Il film contiene le registrazioni dei musicisti, gli incontri con le comunità e le associazioni coinvolte, e testimonianze sul tema del cambiamento climatico: qual è il potere del cinema rispetto a tutti questi aspetti? Provocatoriamente: non si bastavano da soli, quindi il linguaggio audiovisivo è un valore aggiunto?
Essendo i Marlene Kuntz una band musicale e il disco un concept album, per cui nei testi c’è un messaggio specifico, il docufilm permette di vedere come sia stato concepito l’album, da dove arrivino gli spunti che hanno permesso la scrittura e la concezione dell’album stesso. Credo il doc sia un modo per estendere il messaggio, che la sua funzione sia proprio questa. Io ero lì a vedere il progetto nel suo divenire e credo il film sia una parte integrante e un valore aggiunto.
La montagna, come soggetto di natura, è molto presente nel doc, e lo era già sin da quando il progetto non era ancora pensato come cinematografico. Quando poi ha preso anche questa forma, ha lavorato in maniera specifica per renderla ancor più ‘attrice’?

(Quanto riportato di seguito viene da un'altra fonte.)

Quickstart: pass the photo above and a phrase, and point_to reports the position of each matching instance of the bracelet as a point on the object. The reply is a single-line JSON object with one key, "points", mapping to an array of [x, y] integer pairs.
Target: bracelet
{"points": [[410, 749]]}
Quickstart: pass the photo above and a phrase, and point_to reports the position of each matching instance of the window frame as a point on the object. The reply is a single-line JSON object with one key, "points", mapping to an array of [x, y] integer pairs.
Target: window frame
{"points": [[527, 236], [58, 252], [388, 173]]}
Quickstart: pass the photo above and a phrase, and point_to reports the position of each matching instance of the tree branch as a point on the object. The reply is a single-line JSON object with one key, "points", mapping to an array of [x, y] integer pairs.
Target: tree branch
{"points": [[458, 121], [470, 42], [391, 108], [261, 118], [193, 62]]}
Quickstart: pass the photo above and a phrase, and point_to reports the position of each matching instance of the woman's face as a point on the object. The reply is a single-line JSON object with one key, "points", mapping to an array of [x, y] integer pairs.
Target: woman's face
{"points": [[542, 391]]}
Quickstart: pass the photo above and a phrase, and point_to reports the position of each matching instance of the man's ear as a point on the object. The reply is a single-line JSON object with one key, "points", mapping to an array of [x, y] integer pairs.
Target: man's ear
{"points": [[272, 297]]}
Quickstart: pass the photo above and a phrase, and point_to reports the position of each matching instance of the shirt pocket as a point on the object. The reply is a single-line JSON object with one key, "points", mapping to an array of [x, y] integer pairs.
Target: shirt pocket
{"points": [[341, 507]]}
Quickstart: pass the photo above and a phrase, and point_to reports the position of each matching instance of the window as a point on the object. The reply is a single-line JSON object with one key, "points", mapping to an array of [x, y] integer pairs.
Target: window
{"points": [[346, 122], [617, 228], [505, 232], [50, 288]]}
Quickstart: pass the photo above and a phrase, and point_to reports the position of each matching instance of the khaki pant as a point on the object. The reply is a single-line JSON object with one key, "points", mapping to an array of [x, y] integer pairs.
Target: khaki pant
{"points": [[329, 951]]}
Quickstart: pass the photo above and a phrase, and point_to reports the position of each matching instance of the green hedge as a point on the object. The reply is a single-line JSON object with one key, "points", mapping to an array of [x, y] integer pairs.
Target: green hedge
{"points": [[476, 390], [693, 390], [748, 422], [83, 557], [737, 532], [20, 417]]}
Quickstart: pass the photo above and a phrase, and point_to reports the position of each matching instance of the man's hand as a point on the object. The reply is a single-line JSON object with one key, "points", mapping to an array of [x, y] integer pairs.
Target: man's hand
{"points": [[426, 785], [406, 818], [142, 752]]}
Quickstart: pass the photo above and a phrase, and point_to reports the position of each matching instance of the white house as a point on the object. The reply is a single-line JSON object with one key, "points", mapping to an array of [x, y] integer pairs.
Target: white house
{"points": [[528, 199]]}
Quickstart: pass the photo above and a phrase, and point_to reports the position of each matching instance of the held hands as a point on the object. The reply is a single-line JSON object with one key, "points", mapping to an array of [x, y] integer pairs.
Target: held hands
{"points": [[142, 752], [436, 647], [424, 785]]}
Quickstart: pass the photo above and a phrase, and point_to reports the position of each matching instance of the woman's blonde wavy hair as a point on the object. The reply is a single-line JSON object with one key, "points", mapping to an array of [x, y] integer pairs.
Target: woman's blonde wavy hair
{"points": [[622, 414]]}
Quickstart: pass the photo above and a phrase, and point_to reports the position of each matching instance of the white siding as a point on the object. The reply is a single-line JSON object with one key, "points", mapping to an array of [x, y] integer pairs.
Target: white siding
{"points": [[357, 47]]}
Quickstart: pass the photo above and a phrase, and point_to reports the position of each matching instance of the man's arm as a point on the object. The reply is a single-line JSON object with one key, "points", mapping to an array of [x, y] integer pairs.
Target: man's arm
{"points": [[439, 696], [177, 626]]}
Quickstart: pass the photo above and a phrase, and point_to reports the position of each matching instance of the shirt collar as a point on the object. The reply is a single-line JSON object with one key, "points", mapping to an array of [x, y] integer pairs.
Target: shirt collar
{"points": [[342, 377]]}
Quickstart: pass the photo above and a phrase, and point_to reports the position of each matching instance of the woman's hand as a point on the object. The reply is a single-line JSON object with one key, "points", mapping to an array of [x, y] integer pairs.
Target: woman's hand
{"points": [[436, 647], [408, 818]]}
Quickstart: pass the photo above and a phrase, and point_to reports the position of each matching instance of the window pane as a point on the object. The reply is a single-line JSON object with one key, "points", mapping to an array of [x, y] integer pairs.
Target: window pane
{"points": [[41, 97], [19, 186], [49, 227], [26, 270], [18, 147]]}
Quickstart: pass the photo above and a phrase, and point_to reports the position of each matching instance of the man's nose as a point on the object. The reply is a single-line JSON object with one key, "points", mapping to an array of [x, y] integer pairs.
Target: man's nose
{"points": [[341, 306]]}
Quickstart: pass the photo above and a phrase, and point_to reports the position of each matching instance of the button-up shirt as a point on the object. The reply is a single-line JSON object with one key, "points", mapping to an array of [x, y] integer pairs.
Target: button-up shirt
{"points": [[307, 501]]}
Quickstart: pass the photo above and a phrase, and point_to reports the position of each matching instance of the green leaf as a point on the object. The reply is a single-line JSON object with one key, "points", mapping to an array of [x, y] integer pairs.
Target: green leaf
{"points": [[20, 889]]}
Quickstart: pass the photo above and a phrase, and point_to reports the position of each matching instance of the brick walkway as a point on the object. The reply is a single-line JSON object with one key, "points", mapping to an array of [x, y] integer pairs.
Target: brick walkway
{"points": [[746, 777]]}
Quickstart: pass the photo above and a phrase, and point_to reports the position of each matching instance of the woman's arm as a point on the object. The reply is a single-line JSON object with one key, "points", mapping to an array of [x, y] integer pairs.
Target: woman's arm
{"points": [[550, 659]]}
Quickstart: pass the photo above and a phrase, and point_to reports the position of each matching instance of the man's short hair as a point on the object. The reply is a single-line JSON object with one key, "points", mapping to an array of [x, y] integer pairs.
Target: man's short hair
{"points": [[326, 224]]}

In realtà no, nel senso che eravamo proprio immersi in quello scenario, quindi non ho avuto bisogno di enfatizzare. Eravamo spesso isolati tra le montagne, un’immersione reale, è quello che è successo, era il nostro paesaggio quotidiano: non c’è stata una scelta di montaggio per amplificare, eravamo lì in quella ‘bolla’, anche per gli artisti stessi, per cui è raro poter essere così contaminati dalla natura, fonte di tanti spunti, ma è proprio andata così, è stato fighissimo così, respiravamo proprio quell’aria lì.
Karma Clima, così declinato e così versatile, potrebbe prendere un’ulteriore forma? Artistica, di comunicazione sociale, di business?
Stiamo già pensando a come progredire. Con Lagash, il bassista dei Marlene Kuntz, e con la cooperativa che rappresenta Ostana, stiamo parlando di altri progetti riguardanti il clima, e i Marlene rientreranno per un progetto: loro credono fortemente che l’arte sia un mezzo per veicolare dei messaggi, hanno pensato di sfruttare le proprie doti per comunicare a più persone possibili questi messaggi. Se riuscissimo a fare arte e portare così messaggi importanti sarebbe un modo più coinvolgente di far percepire alcune tematiche, senza arrivare a conflitti, che solitamente portano a poco.